Takeaways and mitigations

Our experiment demonstrated a simple truth: installing an MCP server basically gives it permission to run code on a user machine with the user’s privileges. Unless it is sandboxed, third-party code can read the same files the user has access to and make outbound network calls — just like any other program. In order for defenders, developers, and the broader ecosystem to keep that risk in check, we recommend adhering to the following rules:

1. Check before you install.
   Use an approval workflow: submit every new server to a process where it’s scanned, reviewed, and approved before production use. Maintain a whitelist of approved servers so anything new stands out immediately.
2. Lock it down.
   Run servers inside containers or VMs with access only to the folders they need. Separate networks so a dev machine can’t reach production or other high-value systems.
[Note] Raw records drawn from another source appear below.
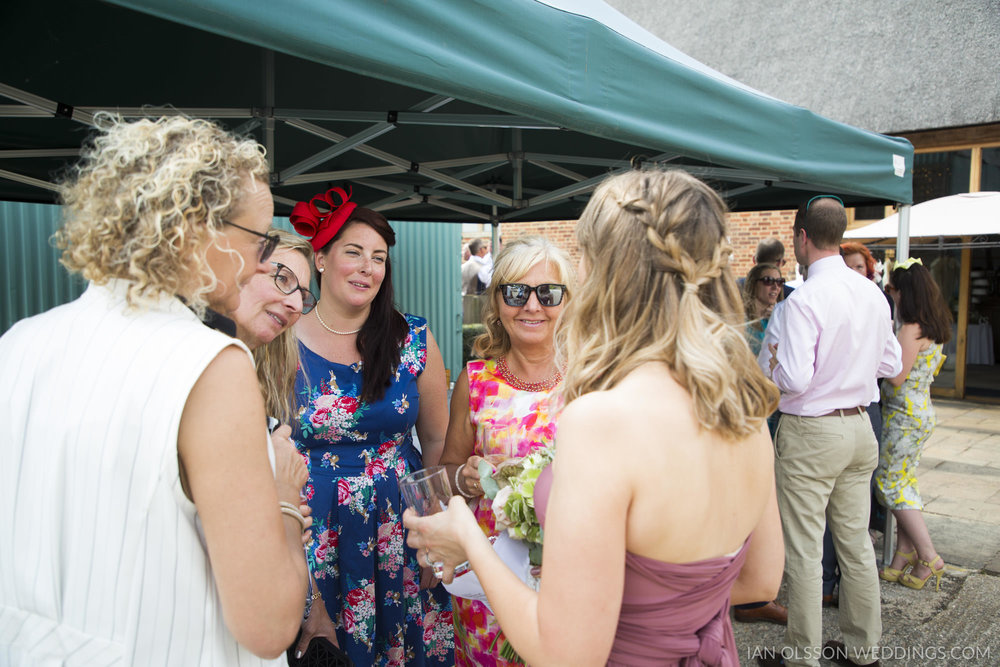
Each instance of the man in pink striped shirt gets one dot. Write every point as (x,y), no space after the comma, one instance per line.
(835,339)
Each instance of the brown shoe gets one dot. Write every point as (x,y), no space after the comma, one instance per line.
(836,651)
(772,612)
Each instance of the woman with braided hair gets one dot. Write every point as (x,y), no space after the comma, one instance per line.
(661,508)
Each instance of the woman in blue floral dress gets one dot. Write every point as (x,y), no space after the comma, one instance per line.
(367,376)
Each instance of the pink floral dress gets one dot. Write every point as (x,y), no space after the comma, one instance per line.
(356,454)
(494,405)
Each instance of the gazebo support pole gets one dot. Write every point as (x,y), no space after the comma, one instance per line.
(903,236)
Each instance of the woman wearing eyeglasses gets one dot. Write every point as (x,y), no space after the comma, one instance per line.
(762,290)
(662,505)
(500,406)
(132,434)
(270,305)
(368,375)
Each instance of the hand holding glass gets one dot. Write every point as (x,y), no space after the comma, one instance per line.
(427,491)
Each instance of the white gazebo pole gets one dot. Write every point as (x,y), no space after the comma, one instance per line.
(903,235)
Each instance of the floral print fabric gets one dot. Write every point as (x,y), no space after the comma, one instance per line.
(356,453)
(907,421)
(508,422)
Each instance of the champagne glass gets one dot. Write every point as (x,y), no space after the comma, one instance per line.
(427,491)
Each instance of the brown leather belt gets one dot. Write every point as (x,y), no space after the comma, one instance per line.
(846,412)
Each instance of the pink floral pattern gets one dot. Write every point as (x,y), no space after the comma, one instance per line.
(495,405)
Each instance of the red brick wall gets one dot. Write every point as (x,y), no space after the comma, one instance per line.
(749,227)
(745,230)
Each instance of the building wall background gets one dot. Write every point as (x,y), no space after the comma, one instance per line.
(892,66)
3. Watch for odd behavior.
   Log every prompt and response. Hidden instructions or unexpected tool calls will show up in the transcript. Monitor for anomalies. Keep an eye out for suspicious prompts, unexpected SQL commands, or unusual data flows — like outbound traffic triggered by agents outside standard workflows.
4. Plan for trouble.
   Keep a one-click kill switch that blocks or uninstalls a rogue server across the fleet. Collect centralized logs so you can understand what happened later. Continuous monitoring and detection are crucial for better security posture, even if you have the best security in place.